Step by Step fast algorithm construction in native code

By J.Raza On January 28th, 2011

A few weeks ago I saw this forum question where a user asked help on making an algorithm that:

“replaces all the vowels in a string with the character ‘*’”

The other users in the forum quickly replied and helped him with that question. For some reason though, that problem stuck to my head. Sure it’s a simple algorithm, but I thought what if I added a new constraint: It has to be done fast, really, really fast.

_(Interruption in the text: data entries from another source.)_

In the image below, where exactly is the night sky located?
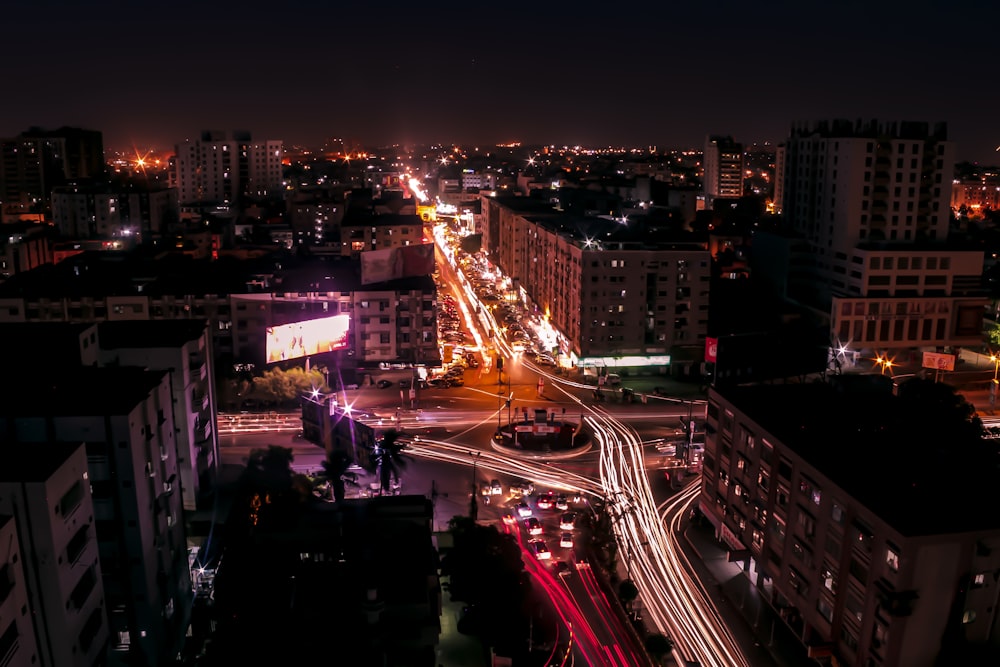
[7,0,1000,163]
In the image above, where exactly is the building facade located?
[0,514,39,667]
[52,185,180,241]
[704,135,743,207]
[98,320,219,511]
[0,444,108,667]
[699,378,1000,667]
[780,121,986,349]
[0,367,192,665]
[170,131,284,204]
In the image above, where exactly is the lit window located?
[885,547,899,572]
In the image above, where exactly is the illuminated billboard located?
[266,315,351,364]
[361,243,434,285]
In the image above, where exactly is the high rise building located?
[704,135,743,206]
[0,127,106,220]
[170,131,284,205]
[0,440,108,667]
[0,368,192,667]
[780,121,985,350]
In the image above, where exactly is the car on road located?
[510,482,535,496]
[528,540,552,560]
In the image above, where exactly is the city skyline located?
[7,0,1000,163]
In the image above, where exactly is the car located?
[528,540,552,560]
[524,517,542,535]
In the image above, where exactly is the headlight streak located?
[587,409,749,667]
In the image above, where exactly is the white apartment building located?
[0,514,39,667]
[0,367,192,667]
[98,320,219,510]
[0,440,108,667]
[704,135,743,206]
[781,121,985,349]
[170,131,284,204]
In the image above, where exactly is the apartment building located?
[98,320,219,511]
[699,376,1000,667]
[0,368,192,666]
[487,198,711,367]
[0,253,440,367]
[170,131,284,205]
[0,514,38,667]
[781,121,986,350]
[340,214,430,257]
[0,444,108,667]
[703,135,743,207]
[52,185,180,242]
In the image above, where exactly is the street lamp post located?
[469,452,482,521]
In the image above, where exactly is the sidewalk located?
[681,520,816,667]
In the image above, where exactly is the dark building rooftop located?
[717,376,1000,536]
[0,362,166,418]
[0,442,83,480]
[97,320,208,350]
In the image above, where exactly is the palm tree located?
[368,429,408,495]
[316,450,358,503]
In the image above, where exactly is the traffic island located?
[492,409,592,459]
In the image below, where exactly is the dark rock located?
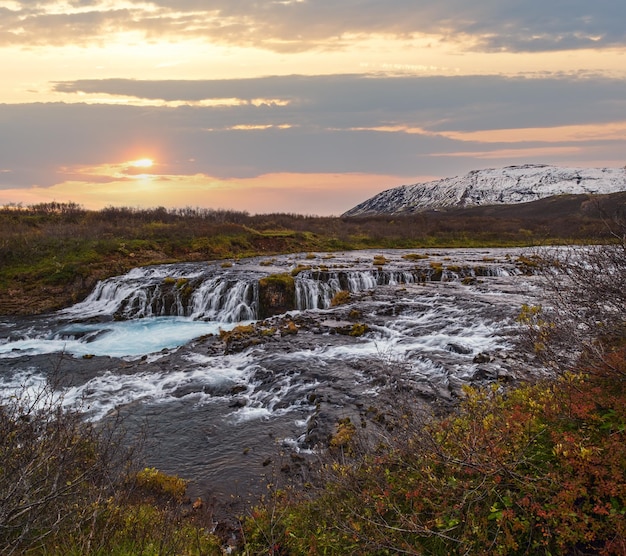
[446,343,472,355]
[472,352,491,363]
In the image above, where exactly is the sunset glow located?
[0,0,626,214]
[130,158,154,168]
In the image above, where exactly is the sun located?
[130,158,154,168]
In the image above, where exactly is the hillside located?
[343,164,626,216]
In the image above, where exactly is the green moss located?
[330,290,351,307]
[291,264,311,277]
[402,253,428,261]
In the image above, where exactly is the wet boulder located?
[259,274,296,319]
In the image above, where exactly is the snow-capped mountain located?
[343,164,626,216]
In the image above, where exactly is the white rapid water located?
[0,250,538,510]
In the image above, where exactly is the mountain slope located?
[342,164,626,216]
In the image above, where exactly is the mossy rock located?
[259,274,296,319]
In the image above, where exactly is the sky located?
[0,0,626,215]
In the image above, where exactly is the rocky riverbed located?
[0,249,540,510]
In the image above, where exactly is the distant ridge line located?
[342,164,626,217]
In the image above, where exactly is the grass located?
[0,203,609,314]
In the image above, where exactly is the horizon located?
[0,0,626,216]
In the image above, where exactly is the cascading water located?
[0,249,535,510]
[62,263,514,323]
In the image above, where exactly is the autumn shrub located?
[244,240,626,556]
[0,386,221,556]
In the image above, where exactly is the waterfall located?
[61,263,516,323]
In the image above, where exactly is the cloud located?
[55,74,626,131]
[0,75,626,189]
[0,0,626,52]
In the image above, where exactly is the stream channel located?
[0,249,540,508]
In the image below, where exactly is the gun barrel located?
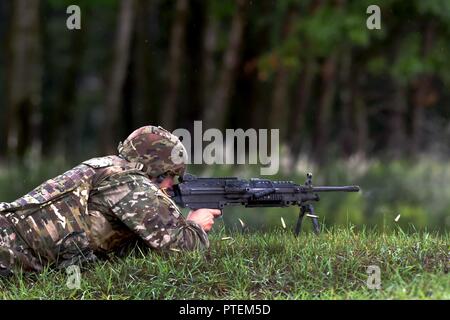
[312,186,359,192]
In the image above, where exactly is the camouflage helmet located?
[118,126,187,178]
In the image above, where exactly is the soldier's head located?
[118,126,187,183]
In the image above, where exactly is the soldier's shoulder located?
[82,156,114,169]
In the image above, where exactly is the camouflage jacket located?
[0,156,209,272]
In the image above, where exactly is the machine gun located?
[167,173,359,235]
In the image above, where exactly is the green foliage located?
[0,227,450,300]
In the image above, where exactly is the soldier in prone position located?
[0,126,220,275]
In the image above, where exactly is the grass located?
[0,227,450,300]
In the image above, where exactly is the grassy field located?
[0,227,450,299]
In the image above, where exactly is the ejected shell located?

To me this created a whole new approach to the problem, and I was interested in seeing how far I could take it. So, for starters I took the best reply to the forum thread from user Dominuz (who himself stated that he focused more on clarity and ease of understanding rather than optimization )

Below is his sample code:

#include <stdio.h>

char vogais[] = {'a','e','i','o','u'};

void subst(char* nome)
{
        for( unsigned int i = 0; nome[i] != '\0'; ++i )
        {
                for( unsigned int j = 0; j < 5; ++j )
                {
                        if( nome[i] == vogais[j] )
                        {
                                nome[i] = '*';
                                break;
                        }
                }
        }       
}

int main()
{
        char criatura[] = "12 Criatura aeiou 123456";
        printf( "%s \n", criatura );
        
        subst( criatura );
        
        printf( "%s \n", criatura );
        
        return 0;
}

For starters, I knew a simple text string would not be enough to measure different algorithms performance. So I decided to take a larger text as input, in this case Michael Jackson’s Wikipedia page as a tribute to the late king of pop. The total file was 273kb.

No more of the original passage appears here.